To be clear, Verizon Wireless already owns some AWS licenses (see this chart for details). But Verizon's purchase of SpectrumCo's AWS licenses represents a $3.6 billion bet that the carrier's current 700 MHz and AWS holdings won't be sufficient to meet LTE users' data demands.
Verizon's SpectrumCo deal "suggests their [spectrum] needs are perhaps greater and more immediate than previously thought," wrote Credit Suisse analyst Jonathan Chaplin in a recent research note.
A Verizon representative declined to provide details on Verizon's AWS plans, including when the carrier plans to add AWS support in its LTE devices.

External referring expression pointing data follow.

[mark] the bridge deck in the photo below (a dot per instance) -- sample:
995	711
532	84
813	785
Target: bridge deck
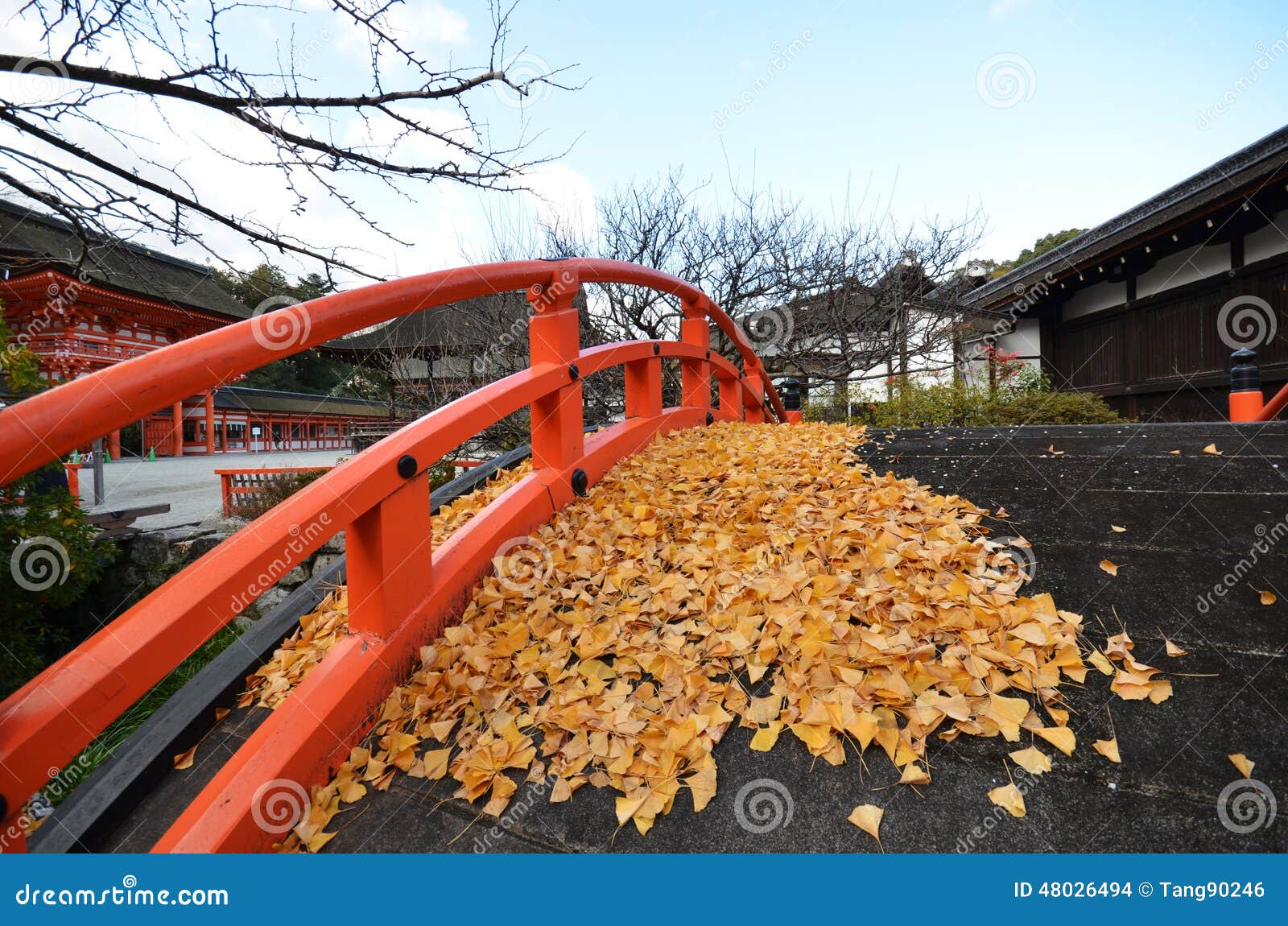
1191	518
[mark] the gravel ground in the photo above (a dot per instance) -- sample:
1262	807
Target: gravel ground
188	483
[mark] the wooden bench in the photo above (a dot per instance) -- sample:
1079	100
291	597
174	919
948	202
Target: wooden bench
116	524
236	486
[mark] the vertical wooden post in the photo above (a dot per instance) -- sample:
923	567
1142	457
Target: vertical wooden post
554	337
753	411
177	437
644	388
210	423
696	374
731	395
388	556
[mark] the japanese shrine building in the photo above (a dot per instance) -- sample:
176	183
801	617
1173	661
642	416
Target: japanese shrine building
1146	308
124	300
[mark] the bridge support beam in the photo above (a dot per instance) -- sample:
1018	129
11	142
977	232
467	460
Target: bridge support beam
696	374
388	558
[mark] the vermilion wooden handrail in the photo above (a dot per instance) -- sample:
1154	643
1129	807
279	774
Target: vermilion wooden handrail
398	595
51	424
1274	406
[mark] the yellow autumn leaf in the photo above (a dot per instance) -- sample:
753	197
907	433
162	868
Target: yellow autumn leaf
1032	760
867	818
729	576
1010	799
766	737
1059	737
1108	749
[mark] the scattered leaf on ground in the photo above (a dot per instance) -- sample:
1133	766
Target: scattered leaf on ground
1242	763
867	818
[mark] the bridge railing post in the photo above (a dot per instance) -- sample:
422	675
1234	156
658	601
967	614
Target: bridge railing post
696	374
388	554
554	337
753	411
644	387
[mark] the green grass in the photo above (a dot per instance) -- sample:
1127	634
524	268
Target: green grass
111	739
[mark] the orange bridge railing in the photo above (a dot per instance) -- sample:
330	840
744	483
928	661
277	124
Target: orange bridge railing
399	594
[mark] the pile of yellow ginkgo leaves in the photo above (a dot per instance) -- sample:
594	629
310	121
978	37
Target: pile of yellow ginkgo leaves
750	575
325	626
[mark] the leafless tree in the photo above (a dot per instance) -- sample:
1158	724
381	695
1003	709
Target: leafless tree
828	299
70	139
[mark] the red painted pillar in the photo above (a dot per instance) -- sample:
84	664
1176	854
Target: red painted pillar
696	374
177	436
210	421
554	337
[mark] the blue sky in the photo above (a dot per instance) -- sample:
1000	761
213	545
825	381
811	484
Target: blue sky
884	97
1046	114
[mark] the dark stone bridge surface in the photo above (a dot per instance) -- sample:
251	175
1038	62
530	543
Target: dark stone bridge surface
1203	532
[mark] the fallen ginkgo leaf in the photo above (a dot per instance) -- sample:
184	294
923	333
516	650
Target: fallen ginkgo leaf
1242	763
1010	799
1108	749
867	818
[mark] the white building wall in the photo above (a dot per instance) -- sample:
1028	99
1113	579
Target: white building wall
1096	298
1187	267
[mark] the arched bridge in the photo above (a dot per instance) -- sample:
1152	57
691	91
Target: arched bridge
401	591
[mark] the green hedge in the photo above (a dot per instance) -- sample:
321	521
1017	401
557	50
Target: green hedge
959	406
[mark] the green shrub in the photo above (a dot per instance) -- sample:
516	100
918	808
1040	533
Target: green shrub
937	405
49	562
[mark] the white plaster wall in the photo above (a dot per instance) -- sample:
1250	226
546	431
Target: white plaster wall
1095	298
1187	267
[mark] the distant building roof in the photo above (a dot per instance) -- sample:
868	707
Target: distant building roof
1224	180
32	241
275	401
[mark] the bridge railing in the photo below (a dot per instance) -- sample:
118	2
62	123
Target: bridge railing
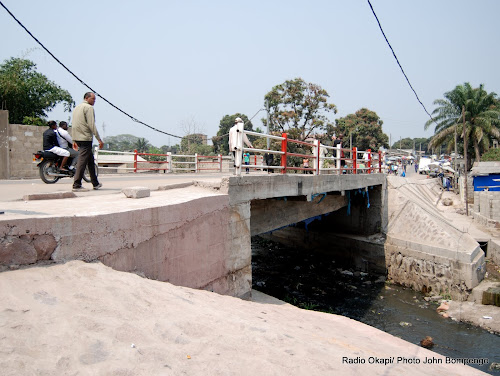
168	163
356	162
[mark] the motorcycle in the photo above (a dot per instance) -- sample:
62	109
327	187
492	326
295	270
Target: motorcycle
48	165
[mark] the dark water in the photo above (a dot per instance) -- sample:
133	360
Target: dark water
312	280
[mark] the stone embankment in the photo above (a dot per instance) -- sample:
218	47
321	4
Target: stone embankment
440	209
424	249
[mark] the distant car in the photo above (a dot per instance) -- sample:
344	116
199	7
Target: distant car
423	165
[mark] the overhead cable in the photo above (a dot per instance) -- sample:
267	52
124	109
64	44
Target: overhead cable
83	83
402	70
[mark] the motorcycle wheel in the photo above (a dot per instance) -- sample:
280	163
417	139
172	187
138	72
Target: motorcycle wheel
86	174
45	168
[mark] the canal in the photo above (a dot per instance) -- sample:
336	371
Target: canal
313	280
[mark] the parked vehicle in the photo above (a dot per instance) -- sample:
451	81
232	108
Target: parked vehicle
423	165
48	165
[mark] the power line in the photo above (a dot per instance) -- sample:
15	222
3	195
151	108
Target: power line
402	70
82	82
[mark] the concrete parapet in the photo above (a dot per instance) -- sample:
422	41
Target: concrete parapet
136	192
48	196
199	241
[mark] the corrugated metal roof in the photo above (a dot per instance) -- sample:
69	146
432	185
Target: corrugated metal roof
485	168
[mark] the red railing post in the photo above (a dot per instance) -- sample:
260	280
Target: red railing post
355	160
369	161
284	144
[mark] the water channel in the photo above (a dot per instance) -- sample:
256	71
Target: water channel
313	280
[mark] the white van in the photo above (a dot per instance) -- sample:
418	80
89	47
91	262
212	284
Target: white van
423	165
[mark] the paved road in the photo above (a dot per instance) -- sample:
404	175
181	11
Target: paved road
13	190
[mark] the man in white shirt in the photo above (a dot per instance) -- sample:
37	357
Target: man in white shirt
66	142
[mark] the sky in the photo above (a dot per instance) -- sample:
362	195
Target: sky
181	66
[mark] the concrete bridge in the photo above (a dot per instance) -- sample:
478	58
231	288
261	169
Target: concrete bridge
199	234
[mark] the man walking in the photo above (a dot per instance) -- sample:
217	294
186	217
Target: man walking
66	142
84	129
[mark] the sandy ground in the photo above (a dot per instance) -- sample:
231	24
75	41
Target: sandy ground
87	319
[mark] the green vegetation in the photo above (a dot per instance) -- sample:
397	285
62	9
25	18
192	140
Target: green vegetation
482	119
365	127
491	155
27	94
299	108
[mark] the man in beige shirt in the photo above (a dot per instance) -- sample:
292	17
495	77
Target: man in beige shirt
83	132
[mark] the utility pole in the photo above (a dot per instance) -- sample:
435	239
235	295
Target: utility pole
455	159
465	159
268	140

A number of analysts have noted that carrier aggregation technology could allow Verizon, AT&T and others to essentially glue together their 700 MHz and AWS radio waves for LTE, thereby significantly boosting their LTE download speeds. AT&T has already said it plans to use carrier aggregation technology to combine its existing 700 MHz spectrum with the 700 MHz D and E Block spectrum it hopes to acquire from Qualcomm (NAS: QCOM) .

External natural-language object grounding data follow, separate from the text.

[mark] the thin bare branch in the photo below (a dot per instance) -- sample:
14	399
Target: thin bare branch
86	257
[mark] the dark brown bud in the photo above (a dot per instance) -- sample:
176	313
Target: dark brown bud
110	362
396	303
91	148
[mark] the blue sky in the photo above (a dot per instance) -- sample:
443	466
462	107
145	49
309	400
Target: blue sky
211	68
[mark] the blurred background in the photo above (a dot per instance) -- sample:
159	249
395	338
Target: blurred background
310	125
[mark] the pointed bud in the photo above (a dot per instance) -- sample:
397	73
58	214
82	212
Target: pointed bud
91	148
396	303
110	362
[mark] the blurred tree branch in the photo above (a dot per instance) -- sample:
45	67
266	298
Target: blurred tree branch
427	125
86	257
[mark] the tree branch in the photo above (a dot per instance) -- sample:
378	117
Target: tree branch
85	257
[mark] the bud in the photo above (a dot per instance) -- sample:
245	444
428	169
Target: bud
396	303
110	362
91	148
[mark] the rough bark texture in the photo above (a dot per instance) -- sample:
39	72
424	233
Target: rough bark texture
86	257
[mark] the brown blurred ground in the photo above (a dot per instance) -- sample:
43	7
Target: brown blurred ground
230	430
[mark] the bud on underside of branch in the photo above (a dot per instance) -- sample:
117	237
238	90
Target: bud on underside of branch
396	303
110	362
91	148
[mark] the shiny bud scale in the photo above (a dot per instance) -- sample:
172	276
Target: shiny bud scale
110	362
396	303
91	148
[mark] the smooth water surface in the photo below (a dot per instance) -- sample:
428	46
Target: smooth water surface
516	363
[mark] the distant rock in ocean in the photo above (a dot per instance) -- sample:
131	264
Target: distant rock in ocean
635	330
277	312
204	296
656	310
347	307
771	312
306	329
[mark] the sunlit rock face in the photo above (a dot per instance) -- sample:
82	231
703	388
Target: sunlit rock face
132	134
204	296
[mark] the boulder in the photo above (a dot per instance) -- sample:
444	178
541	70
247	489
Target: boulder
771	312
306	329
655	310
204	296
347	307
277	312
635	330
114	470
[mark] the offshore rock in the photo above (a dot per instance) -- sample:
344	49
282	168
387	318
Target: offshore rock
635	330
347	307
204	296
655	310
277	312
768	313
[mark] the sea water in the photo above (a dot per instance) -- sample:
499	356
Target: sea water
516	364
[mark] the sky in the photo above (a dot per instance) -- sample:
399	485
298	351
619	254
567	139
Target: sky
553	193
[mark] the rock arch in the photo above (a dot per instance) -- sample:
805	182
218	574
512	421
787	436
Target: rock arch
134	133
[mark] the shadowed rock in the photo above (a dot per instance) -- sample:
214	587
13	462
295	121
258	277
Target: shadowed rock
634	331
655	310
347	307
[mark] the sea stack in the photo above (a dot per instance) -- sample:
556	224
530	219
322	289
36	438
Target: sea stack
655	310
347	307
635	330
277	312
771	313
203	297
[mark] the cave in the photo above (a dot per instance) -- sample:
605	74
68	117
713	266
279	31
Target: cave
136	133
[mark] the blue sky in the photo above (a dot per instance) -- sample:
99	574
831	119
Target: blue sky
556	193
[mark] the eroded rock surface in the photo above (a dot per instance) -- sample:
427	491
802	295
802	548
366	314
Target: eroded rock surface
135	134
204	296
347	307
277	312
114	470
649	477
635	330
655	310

However, Michael Thelander, CEO and founder of Signals Research Group, said carrier aggregation technology probably won't become available until 2014, and he believes Verizon probably will need to add capacity to its 700 MHz LTE network sometime in 2012 or 2013. Thus, he expects Verizon to launch LTE on its AWS holdings sometime in the next year or two, and to combine its 700 MHz and AWS spectrum via carrier aggregation at some point after that.
In fact, Thelander said AT&T's spectrum requirements are more pressing, which is why AT&T's LTE devices already have both 700 MHz and AWS built in. He said AT&T in some markets only has 5 MHz of 700 MHz spectrum, which he said isn't enough spectrum to support large amounts of heavy data users.
"They really need AWS much more," Thelander said of AT&T. "They need it and they need it quickly."
Thus, AT&T's current $6 billion breakup contract with Deutsche Telekom could create serious problems for AT&T's LTE future. According to the terms of the agreement, if AT&T isn't able to finalize a deal with T-Mobile USA, it will be required to transfer to T-Mobile "certain AWS spectrum that is not needed by AT&T for its initial LTE rollout." If AWS spectrum is as important to LTE as Verizon seems to think it is, AT&T's breakup contract seems even worse than it did when the agreement was first announced.